I don't know about you, but I'd rather pay 28% of the costs rather than 100%.

Now are the large corporations playing a game of chicken with Obama? Maybe, but if they dump their OPEB plans, Medicare will just get a huge influx of new participants without a corresponding increase in revenue.

Posted by: heffer32 | March 30, 2010 9:30 AM | Report abuse

So this is some kind of great insight: pro-market and pro-business are not the same thing? This is THE libertarian position. What's most abominable about this is not the posturing of the WSJ editorial pages but the posturing of Waxman and his ilk to haul these CEO's in front of a congressional committee to "investigate" the write-downs. Maybe it would be simpler for Waxman to just propose legislation to repeal the laws of mathematics!


Posted by: FatTriplet3 | March 30, 2010 10:03 AM | Report abuse

Like a stopped clock you are right twice a day. This is one, what will be the next?

Posted by: kingstu01 | March 31, 2010 2:33 PM | Report abuse

"Democrats, because they like good policy (and are open to considering libertarian arguments against over-licensing professions, tax-subsidies, local land use craziness, etc) whereas Republicans only like to protect businesses' pocketbooks instead of supporting open markets."

Is this a joke? Take a look at states where Democrats hold the majority (i.e. California and New York) and you will find the most heavily licensed, taxed and regulated economies.

Posted by: kingstu01 | March 31, 2010 2:35 PM | Report abuse

kingstu, take 2 seconds out of your day and do a quick search of state gdp per capita.
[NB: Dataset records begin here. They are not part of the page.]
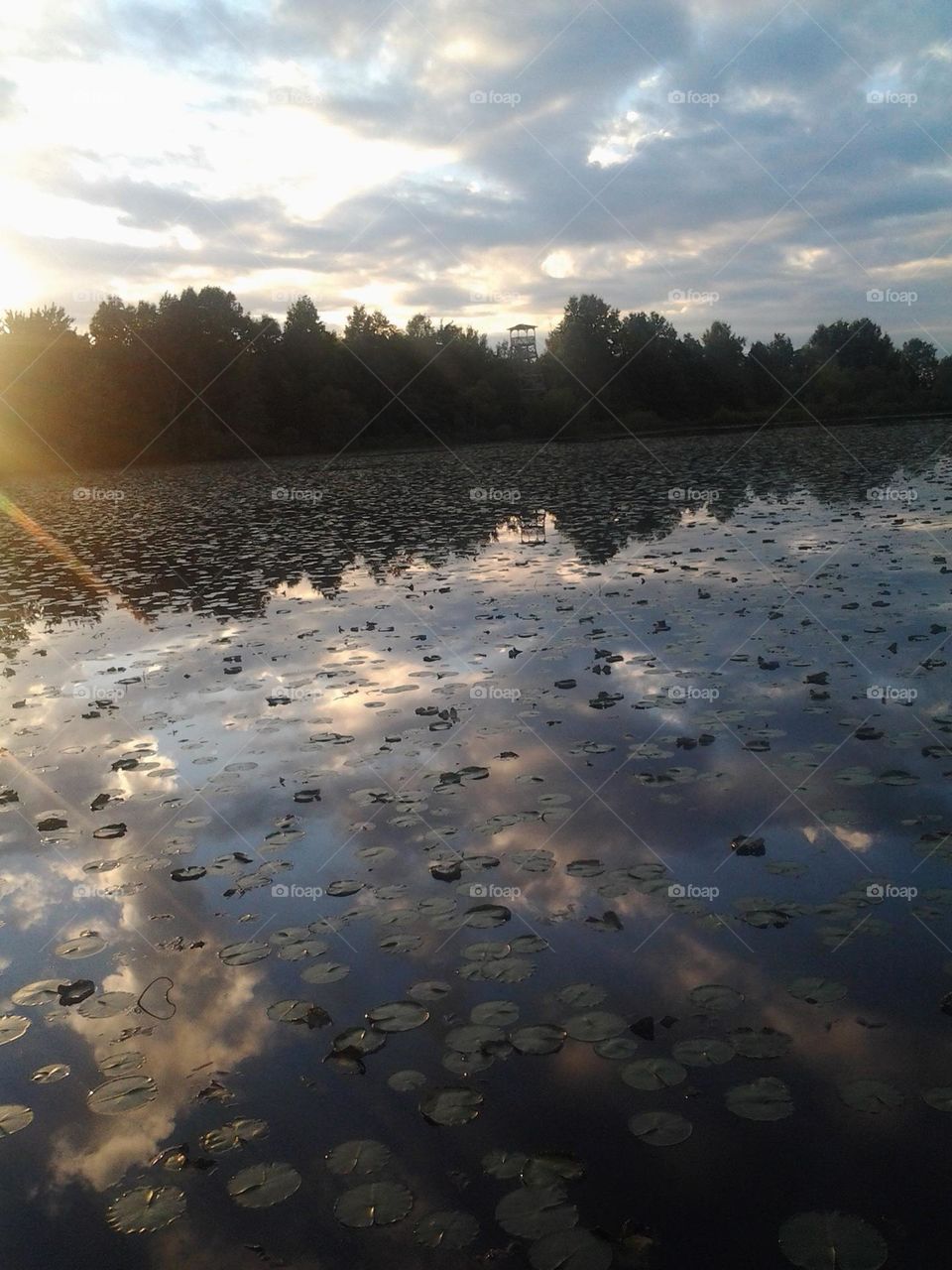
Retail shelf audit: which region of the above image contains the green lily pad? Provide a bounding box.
[688,983,744,1015]
[496,1187,579,1239]
[726,1076,793,1120]
[420,1087,482,1125]
[227,1163,300,1207]
[0,1102,33,1138]
[334,1183,414,1230]
[367,1001,430,1033]
[414,1210,480,1248]
[300,961,350,983]
[729,1028,793,1058]
[787,976,849,1006]
[326,1138,390,1178]
[31,1063,69,1084]
[0,1015,29,1045]
[565,1010,629,1044]
[530,1226,613,1270]
[629,1111,694,1147]
[671,1036,736,1067]
[218,940,272,965]
[779,1212,889,1270]
[622,1057,688,1089]
[86,1074,159,1115]
[838,1080,905,1115]
[199,1120,268,1156]
[509,1024,565,1054]
[105,1187,185,1234]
do you see a trend where unregulated red states dominate everyone in their economies? is nyc some sort of dystopia of over-regulation? of course not. subtracting out the oil oligarchies (alaska), the blue states have all the quality of life measurements and all the wealth. the red states don't.
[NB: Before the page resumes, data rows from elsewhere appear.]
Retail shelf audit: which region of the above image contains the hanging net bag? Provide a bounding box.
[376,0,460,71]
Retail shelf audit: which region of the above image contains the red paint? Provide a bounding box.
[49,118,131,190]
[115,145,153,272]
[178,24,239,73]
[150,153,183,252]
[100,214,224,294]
Posted by: Chris_ | April 1, 2010 10:48 AM | Report abuse

... besides, it's not really "regulation" we're talking about, anyway. Red states are far from "free markets..." -->

I could point to Alabama farm subsidies or any other market-altering regulations that the GOP has no problem with. And that's the thing: the GOP mouths BS about markets only where it coincides with interests of big business. There's no concern when it conflicts with those interests (licensing, farm subsidies, endless trademark/patent terms, property tax breaks to attract business, prescription drug benefit, no-bid contracts, etc).

So it's extremely dishonest for the GOP to blather on about regulation, etc when both sides are bad in their own ways. HOWEVER, it still seems as if the markets in your "over-regulated" states still do far better.